Au cours de l'été ou de l'automne, il fallait préparer les petits cours d'eau pour la drave : les nettoyer de leurs débris pour libérer le passage, parfois même les creuser ou installer de petits barrages qui élevaient le niveau d'eau et qui seraient ensuite dynamités au moment de la descente des billots. Tous les billots de différents groupes de bûcherons empruntaient le même cours d'eau et en même temps. C'est pourquoi, ils étaient au départ marqués afin d'être facilement repérables par leur propriétaire une fois rendus à destination.

Le travail des draveurs qui descendaient la rivière sur les billots était dur et dangereux et les journées longues et fatigantes. Le dynamitage à certains endroits et le déblocage régulier des embâcles formés par les billots sur la rivière étaient des tâches pleines de risques. Le seul fait de se tenir debout sur les billots flottants pendant une journée entière était déjà un défi. Les draveurs étaient munis du pic et de la gappe, aussi appelée " peavy " du nom de l'inventeur américain, pour les aider dans leur travail. Ils étaient chaussés de grosses bottes à crampons, ce qui permettait un minimum de stabilité sur les trains de bois. La drave durait généralement jusqu'en juin.

Les scieries ont rapidement joué un rôle important partout dans la province et leur nombre s'est multiplié. Vers 1831, le comté de Charlotte qui était en tête de la production du bois en aurait eu une soixantaine; dix ans plus tard, le comté de Westmorland en comptait quelque 180. Le sommet a probablement été atteint avec 640 scieries en exploitation au Nouveau-Brunswick en 1845.

Au début, les scieries étaient petites et actionnées par l'énergie hydraulique, d'où la nécessité de se trouver en bordure d'un cours d'eau. Elles consistaient en une lame verticale installée dans un cadre de bois relié par des courroies à une roue à aubes que l'eau faisait lentement tourner. Scier un billot en madriers, en planches ou en lattes prenait du temps avec cette technologie. L'installation de plusieurs lames un peu plus tard a accéléré le processus.
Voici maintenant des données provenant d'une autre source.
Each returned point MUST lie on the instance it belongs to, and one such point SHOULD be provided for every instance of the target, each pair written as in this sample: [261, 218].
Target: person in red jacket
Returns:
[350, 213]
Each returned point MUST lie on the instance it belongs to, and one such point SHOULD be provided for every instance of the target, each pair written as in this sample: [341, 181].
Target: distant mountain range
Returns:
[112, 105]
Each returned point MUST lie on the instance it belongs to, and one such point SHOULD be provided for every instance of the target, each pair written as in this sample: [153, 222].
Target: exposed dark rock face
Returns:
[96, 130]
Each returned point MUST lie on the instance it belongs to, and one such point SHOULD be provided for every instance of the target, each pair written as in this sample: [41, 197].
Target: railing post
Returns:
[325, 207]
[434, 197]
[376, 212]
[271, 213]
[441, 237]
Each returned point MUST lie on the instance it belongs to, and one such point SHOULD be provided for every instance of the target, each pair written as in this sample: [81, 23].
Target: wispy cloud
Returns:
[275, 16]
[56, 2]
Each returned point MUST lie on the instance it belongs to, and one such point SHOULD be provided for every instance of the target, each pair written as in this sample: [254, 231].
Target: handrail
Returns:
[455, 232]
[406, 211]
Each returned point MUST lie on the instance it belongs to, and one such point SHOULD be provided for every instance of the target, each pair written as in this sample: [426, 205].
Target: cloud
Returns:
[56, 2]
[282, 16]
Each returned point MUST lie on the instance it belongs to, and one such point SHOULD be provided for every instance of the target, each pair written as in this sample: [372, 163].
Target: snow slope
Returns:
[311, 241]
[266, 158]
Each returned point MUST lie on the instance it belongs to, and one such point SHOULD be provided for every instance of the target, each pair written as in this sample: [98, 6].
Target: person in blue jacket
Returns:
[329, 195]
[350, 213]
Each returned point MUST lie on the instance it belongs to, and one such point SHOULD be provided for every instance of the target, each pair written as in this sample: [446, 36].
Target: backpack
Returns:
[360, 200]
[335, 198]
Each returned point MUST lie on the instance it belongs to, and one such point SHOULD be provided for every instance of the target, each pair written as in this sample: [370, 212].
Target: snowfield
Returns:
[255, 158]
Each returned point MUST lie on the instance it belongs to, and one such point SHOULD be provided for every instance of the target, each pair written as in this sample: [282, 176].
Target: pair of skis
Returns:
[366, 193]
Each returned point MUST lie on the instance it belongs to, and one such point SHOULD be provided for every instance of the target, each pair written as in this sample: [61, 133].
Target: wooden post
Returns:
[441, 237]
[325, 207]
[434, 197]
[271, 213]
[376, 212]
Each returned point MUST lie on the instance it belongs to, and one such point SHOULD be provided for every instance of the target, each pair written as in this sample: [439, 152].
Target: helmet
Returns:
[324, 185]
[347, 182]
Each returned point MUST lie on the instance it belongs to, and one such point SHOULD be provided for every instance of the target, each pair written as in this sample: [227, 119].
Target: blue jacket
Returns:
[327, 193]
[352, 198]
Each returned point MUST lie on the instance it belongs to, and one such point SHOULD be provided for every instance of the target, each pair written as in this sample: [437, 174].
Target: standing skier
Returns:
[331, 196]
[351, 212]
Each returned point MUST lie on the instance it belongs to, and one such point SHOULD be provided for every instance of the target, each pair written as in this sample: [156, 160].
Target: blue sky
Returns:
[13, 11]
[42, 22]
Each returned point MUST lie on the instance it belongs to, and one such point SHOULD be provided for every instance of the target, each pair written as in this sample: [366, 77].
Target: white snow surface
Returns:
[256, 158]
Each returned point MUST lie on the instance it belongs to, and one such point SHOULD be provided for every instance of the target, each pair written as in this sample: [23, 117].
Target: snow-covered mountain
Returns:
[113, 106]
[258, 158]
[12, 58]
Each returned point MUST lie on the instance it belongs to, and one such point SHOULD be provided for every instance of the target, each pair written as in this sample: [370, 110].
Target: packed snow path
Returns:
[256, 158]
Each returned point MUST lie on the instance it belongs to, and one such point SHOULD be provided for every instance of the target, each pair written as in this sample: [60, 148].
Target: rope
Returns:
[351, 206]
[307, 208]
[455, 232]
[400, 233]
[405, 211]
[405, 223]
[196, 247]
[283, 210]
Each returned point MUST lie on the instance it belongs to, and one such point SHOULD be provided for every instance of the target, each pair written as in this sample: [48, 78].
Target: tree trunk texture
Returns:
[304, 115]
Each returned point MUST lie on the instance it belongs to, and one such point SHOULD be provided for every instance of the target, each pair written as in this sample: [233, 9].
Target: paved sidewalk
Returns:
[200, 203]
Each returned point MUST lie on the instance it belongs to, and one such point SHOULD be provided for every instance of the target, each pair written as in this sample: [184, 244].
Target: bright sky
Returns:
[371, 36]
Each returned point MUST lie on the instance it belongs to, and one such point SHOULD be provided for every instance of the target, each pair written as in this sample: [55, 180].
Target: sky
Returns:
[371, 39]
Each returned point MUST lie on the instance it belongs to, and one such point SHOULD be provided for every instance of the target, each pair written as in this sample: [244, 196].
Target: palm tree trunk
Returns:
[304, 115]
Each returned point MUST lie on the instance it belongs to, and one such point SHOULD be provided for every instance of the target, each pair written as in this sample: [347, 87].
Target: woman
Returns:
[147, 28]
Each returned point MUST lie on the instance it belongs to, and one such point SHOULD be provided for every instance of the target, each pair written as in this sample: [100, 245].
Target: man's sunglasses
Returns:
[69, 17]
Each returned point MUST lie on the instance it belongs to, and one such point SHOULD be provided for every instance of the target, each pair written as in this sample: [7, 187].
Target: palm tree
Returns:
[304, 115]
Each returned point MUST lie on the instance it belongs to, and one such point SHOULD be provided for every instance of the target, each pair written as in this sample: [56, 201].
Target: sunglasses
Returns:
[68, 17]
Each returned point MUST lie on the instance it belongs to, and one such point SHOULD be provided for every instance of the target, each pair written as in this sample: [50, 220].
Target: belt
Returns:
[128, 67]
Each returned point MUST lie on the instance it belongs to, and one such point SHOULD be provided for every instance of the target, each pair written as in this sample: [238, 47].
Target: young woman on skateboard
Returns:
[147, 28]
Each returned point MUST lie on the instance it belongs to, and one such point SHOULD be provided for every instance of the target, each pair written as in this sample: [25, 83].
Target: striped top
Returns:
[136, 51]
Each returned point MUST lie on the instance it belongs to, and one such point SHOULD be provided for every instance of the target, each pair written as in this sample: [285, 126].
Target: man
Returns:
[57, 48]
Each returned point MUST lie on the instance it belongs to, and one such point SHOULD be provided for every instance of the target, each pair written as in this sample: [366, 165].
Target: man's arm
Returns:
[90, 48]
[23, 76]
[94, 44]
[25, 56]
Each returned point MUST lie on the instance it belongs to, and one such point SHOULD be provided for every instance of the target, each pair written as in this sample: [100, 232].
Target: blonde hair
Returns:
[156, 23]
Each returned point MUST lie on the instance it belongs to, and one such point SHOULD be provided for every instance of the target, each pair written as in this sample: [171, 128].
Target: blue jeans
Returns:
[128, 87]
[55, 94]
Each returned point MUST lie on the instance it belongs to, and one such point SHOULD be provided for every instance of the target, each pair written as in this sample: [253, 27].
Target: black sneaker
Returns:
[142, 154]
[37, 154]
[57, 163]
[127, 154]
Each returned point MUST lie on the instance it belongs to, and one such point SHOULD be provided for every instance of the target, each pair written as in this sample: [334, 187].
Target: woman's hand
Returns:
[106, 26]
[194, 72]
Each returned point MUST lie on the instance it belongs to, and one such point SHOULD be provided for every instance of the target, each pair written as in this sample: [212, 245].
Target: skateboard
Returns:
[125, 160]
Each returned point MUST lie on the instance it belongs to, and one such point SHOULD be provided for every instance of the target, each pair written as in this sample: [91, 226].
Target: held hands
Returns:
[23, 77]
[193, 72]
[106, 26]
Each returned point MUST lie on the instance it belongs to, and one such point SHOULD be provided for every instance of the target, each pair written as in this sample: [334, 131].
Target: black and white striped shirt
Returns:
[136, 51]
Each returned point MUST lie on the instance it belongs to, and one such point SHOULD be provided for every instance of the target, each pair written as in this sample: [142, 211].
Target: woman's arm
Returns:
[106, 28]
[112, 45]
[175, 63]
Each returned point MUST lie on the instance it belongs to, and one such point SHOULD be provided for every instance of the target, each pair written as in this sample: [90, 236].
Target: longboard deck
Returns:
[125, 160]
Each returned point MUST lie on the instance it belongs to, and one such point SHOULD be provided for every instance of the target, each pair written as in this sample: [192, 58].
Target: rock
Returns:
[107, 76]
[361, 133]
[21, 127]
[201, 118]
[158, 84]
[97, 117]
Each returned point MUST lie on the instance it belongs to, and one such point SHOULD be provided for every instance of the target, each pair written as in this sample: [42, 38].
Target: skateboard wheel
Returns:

Une petite scierie pouvait mesurer environ 18,3 mètres de longueur, 12,2 mètres de largeur et 7,6 mètres de hauteur. Un ou deux hommes seulement y travaillaient. Au milieu du 19e siècle, les scieries actionnées à la vapeur ont de beaucoup augmenté la quantité de bois scié. Tandis que celles actionnées par l'énergie hydraulique fonctionnaient au printemps et au début de l'été, les scieries mues à la vapeur ne dépendaient pas de la quantité d'eau dans le ruisseau ni de la saison et elles pouvaient fonctionner toute l'année sans interruption. Les propriétaires de ce type de scierie avaient souvent une grande entreprise, répartie en différents endroits, et ils embauchaient une bonne douzaine d'hommes pour travailler à chaque scierie.

Voici quelques grands noms associés à des scieries établies au Nouveau-Brunswick Il y a eu James Allenshaw de St. Andrews et la famille Todd de St. Stephen. À Chatham, Joseph Cunard et J.T. Williston figuraient parmi les plus en vue. Arthur Ritchie de Restigouche était lui aussi propriétaire de plusieurs scieries. Plus tard, au Madawaska, à compter de 1885, la scierie de Robert Connors à Connors puis celles de Thaddée Michaud et de James Burgess de Grand-Sault seront des centres névralgiques en production de bois, de même que la scierie de la famille James Murchie à Edmundston, qui a été à l'origine de l'usine de pulpe Fraser.

Le commerce du bois

Le Nouveau-Brunswick du 19e siècle, alors toute petite colonie britannique, a occupé une place remarquable dans le commerce du bois en fournissant les chantiers de construction navale de l'Angleterre.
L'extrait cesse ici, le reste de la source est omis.